Water samples for Fe(II), Mn, pH and released microplastics were taken in weekly intervals using syringes. Fe(II) was measured using ferrozine assay63, while Mn was measured using formaldoxime65. Microplastics were sampled by removing 120 mL of the uppermost part of the water-column using a syringe. The water was filtered over stainless steel filters (10 µm) and retained spheres were counted under a light microscope. The experiments were run for 63 days at 16 °C in the dark, after which the remaining water column was removed and examined for their plastic content. Afterwards the cores were sliced into sections of 0–2 cm, 2–5 cm, 5–8 cm and 8–11 cm using a sediment core cutter (Uwitec, Austria). The sections were transferred into centrifugation tubes and extracted by sonication followed by density separation with NaCl (20%, ρ: 1.56 g cm−3). The resulting suspension was centrifuged (3000 rpm, 15 min) and frozen by immersion in dry ice. The top layer of the frozen solution was transferred into conical centrifuge tubes by flushing with water and then filtered onto stainless steel grids.
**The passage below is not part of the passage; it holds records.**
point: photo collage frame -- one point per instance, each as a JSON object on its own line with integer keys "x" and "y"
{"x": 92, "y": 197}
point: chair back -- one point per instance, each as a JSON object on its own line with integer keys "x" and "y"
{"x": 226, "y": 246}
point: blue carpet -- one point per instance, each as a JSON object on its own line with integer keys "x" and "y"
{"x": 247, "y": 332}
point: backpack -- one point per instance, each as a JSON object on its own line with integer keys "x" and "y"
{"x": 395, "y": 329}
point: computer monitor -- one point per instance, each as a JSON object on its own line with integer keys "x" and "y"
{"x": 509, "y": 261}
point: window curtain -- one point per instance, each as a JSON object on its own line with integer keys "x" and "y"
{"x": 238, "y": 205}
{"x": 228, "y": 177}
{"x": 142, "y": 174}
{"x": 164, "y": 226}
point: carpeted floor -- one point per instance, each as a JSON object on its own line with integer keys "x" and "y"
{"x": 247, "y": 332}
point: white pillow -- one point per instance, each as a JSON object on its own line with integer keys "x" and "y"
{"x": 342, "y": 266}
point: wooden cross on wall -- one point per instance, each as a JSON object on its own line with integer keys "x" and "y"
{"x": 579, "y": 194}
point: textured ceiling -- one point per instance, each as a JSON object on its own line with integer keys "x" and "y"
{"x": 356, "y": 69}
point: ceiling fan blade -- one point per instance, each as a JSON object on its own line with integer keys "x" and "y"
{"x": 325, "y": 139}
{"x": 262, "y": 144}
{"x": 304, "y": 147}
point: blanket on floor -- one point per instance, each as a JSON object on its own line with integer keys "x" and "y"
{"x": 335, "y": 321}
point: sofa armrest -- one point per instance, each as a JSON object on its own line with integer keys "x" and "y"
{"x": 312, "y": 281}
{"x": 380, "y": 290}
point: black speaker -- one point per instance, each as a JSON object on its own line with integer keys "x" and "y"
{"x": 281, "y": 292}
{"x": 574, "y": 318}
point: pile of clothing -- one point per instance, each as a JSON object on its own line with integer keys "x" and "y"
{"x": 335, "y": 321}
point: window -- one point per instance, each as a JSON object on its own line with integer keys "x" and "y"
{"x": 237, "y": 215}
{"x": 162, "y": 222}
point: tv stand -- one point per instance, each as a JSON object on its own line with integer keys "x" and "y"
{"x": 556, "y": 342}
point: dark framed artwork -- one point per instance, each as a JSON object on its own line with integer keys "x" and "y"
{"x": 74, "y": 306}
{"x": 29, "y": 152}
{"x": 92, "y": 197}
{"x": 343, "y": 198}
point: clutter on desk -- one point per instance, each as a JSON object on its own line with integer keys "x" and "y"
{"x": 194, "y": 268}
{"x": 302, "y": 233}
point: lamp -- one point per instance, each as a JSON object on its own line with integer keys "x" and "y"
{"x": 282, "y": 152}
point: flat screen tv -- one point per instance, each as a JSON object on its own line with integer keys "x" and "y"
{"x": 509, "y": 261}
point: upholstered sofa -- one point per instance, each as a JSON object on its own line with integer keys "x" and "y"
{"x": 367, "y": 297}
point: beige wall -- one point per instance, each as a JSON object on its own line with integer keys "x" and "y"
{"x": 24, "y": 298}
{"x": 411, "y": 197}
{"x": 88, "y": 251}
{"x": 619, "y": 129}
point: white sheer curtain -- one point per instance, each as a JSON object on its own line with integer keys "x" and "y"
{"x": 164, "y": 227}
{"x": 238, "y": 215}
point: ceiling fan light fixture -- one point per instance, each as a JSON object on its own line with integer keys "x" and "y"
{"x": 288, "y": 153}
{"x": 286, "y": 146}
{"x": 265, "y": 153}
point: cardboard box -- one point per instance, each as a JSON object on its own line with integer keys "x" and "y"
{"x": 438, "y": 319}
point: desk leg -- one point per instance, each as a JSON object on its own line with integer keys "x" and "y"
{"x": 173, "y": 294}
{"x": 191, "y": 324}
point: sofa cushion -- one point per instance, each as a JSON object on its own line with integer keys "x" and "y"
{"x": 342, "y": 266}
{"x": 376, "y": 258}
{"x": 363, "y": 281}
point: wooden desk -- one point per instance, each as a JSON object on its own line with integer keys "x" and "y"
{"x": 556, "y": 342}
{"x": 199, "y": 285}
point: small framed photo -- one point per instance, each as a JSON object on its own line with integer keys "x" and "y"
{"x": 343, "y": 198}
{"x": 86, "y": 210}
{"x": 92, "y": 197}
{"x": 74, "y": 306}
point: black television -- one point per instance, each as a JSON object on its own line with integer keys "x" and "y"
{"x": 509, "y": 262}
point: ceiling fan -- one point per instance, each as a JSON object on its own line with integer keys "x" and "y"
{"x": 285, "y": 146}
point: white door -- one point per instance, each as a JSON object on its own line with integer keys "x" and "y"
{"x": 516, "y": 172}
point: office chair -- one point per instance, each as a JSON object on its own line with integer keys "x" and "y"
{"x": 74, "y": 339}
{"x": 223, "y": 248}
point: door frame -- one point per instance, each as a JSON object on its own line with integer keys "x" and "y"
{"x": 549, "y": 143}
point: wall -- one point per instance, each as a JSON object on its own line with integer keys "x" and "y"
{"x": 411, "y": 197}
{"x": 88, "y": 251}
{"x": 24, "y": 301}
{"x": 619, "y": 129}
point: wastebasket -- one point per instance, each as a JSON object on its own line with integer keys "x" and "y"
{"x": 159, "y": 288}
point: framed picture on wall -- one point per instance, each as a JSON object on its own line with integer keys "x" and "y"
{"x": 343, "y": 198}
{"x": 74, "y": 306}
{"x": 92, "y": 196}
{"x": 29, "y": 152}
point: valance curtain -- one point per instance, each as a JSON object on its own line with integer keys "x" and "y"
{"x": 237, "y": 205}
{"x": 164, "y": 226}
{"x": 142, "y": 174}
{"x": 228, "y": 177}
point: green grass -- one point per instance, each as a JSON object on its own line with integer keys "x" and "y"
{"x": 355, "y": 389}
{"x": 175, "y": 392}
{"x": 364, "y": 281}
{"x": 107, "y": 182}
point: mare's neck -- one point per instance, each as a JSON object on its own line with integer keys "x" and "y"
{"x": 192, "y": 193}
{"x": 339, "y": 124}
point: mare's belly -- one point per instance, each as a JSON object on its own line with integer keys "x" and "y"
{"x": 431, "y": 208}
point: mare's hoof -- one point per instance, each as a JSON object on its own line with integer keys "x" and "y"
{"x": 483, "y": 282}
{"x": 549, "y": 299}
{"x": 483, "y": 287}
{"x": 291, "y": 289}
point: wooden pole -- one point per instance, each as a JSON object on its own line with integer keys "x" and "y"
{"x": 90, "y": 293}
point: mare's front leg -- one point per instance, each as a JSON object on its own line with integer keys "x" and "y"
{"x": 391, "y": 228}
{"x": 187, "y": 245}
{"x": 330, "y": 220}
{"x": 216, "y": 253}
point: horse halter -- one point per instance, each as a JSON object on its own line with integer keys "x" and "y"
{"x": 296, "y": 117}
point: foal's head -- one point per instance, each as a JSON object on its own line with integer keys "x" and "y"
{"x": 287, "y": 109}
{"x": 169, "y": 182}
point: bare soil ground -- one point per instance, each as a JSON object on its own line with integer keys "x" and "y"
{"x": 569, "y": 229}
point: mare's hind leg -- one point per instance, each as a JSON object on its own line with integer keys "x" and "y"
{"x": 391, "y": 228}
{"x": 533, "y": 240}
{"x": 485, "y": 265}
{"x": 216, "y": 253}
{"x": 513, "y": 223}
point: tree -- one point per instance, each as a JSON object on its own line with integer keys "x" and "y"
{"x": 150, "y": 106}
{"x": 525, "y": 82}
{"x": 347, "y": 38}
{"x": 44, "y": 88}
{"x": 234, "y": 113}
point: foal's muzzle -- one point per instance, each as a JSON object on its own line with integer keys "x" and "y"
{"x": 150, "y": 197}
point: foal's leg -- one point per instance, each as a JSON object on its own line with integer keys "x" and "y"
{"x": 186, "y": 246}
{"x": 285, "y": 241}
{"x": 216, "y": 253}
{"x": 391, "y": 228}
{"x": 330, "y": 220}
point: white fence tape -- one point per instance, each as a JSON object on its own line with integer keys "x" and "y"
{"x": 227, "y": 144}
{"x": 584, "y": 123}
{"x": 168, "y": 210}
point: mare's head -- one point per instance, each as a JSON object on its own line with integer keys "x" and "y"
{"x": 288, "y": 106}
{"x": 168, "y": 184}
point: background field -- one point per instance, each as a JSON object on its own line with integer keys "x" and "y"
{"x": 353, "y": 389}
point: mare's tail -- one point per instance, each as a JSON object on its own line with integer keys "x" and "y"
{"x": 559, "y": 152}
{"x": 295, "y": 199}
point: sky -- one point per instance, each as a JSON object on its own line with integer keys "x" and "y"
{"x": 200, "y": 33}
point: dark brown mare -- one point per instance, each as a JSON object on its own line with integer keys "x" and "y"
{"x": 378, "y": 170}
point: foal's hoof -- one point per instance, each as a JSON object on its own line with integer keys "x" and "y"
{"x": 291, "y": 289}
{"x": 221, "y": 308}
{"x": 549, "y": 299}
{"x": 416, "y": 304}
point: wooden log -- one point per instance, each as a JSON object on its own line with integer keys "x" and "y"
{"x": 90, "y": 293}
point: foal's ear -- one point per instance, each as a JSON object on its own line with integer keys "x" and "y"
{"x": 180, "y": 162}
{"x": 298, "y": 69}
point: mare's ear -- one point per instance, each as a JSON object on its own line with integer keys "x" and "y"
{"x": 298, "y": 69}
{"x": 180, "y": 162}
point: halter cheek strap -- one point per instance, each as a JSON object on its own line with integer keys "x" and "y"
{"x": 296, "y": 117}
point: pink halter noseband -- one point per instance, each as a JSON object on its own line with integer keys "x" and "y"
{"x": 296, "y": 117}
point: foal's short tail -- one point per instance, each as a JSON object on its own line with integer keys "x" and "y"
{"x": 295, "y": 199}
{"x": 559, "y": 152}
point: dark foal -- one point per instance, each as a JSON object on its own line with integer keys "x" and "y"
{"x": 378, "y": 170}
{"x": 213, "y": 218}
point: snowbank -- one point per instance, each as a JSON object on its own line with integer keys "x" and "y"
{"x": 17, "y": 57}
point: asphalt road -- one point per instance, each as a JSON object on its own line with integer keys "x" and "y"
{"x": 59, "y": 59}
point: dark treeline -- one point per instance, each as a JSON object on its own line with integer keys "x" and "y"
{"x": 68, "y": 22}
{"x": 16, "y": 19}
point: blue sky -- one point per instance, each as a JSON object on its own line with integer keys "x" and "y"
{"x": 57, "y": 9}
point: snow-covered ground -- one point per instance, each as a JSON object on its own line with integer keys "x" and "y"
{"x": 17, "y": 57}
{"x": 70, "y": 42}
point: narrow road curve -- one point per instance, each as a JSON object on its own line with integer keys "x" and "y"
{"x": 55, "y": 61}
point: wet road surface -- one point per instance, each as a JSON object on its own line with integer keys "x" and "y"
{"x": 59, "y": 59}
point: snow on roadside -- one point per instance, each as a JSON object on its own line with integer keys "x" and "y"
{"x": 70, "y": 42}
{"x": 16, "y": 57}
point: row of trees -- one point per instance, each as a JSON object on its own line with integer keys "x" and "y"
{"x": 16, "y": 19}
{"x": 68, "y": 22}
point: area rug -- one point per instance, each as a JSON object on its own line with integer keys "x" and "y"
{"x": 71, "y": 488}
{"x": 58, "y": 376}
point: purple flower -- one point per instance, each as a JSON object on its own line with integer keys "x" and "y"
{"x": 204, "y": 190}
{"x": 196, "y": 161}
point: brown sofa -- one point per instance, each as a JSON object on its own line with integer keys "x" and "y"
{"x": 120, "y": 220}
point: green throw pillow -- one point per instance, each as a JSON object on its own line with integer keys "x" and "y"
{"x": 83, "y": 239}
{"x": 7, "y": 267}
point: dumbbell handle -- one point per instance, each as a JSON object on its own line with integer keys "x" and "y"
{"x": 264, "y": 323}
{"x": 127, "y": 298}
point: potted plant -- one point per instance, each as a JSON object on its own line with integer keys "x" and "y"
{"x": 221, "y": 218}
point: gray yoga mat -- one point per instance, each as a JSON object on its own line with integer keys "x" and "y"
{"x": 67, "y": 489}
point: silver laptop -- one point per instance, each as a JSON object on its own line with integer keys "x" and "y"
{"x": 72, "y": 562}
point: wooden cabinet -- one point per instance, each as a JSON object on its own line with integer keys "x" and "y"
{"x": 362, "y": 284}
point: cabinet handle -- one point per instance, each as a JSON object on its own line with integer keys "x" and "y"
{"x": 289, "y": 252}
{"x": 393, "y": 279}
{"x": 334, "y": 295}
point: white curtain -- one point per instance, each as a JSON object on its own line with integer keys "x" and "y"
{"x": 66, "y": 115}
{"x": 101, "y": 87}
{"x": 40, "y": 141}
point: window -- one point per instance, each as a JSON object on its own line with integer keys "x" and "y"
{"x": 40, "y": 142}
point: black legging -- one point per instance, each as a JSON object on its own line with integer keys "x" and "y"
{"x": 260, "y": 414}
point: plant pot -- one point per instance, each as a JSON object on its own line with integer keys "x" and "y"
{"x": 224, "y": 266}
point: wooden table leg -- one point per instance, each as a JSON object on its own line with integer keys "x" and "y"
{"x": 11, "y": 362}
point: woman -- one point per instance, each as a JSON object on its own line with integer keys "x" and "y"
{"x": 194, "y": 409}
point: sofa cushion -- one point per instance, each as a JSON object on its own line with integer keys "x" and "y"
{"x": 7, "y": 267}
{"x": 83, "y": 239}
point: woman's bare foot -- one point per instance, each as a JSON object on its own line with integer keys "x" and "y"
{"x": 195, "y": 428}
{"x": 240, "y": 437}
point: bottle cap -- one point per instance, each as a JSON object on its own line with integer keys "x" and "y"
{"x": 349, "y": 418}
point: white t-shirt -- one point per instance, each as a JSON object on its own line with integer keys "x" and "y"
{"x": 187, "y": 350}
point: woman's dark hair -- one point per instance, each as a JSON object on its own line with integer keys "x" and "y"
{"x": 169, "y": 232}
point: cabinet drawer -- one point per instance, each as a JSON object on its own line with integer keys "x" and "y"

Microplastic contents of the layers were counted under the light microscope. The recovery rate was assessed by the addition of 1.2 × 104 fluorescent PE spheres to sediment sections (0–2 cm, 2–5 cm, 5–8 cm, 8–11 cm) of a control core, followed by the already described extraction method. 1.06 × 104 ± 3100 particles (mean ± sd, n: 4) were recovered from the sediments leading to recovery rate of 89.51 ± 2.61% (mean ± sd) for this method (data not shown). One anoxic core of the July experiment was lost due to inappropriate handling, resulting in lower sample numbers for the anoxic treatments. The bulk density, porosity, water content, dry mass, organic content and grain size distributions of two control cores were determined by standard methods60. Furthermore the Fe(II)/Fe(III) and Mn contents of the sediments were determined after extraction with HCl (1 M) and hydroxylamine hydrochloride-HCl (0.5/1 M) using ferrozine or formaldoxime assay, respectively.

CLSM imaging

Flocs were visualized using CLSM in combination with different fluorescent dyes12. In brief, flocs were mounted in microscope chamber slides (Thermo Fisher Scientific) and stained. Aleuria aurantia lectin (Vector Laboratories, USA) labeled with Alexa Fluor 633 (Thermo Fisher Scientific, USA) was used to visualize the extracellular polymeric substances (EPS) of the flocs66,67. Bacteria were detected via SybrGreen staining, while algae and cyanobacteria were identified by the autofluorescence of their chlorophyll a or phycobilins, respectively. Imaging was done by a TCS SP5X upright microscope equipped with white laser and water-immersible lens (25x/0.95), controlled by LAS AF version 2.4.1 (Leica, Germany). The filter configurations used for excitation and emission are listed in Supplementary Table 7. Imaris (Bitplane) was used to visualize the images, which were printed by Photoshop (Adobe). Biovolumes of algae, bacteria, cyanobacteria and EPS were semi-quantitatively calculated employing an adaption of ImageJ68.

Statistical analysis

Statistical testing was only conducted for datasets with a minimum sample size of 5 individual replicates. Q-Q plots were used to check for data normality. Bartlett’s test was used to test variance homogeneity prior to one-sided ANOVA (Type II) which was used to compare group means. Residual plots were examined to verify the reliability of the ANOVA. Group means were assumed to be significantly different from each other for p < 0.05. Tukey’s post-hoc test was computed for pair-wise comparison. Samples not meeting assumptions of the ANOVA were tested by non-parametric bootstrapping69. The 95% confidence intervals (CI) of median differences of 10,000 bootstrapped samples were reported. Differences in median CI higher or lower than zero were defined as significantly different from each other by 95% chance. Spearman’s rank correlation was used to calculate correlation coefficients. Software R70 was used for all statistical analysis and data visualizations.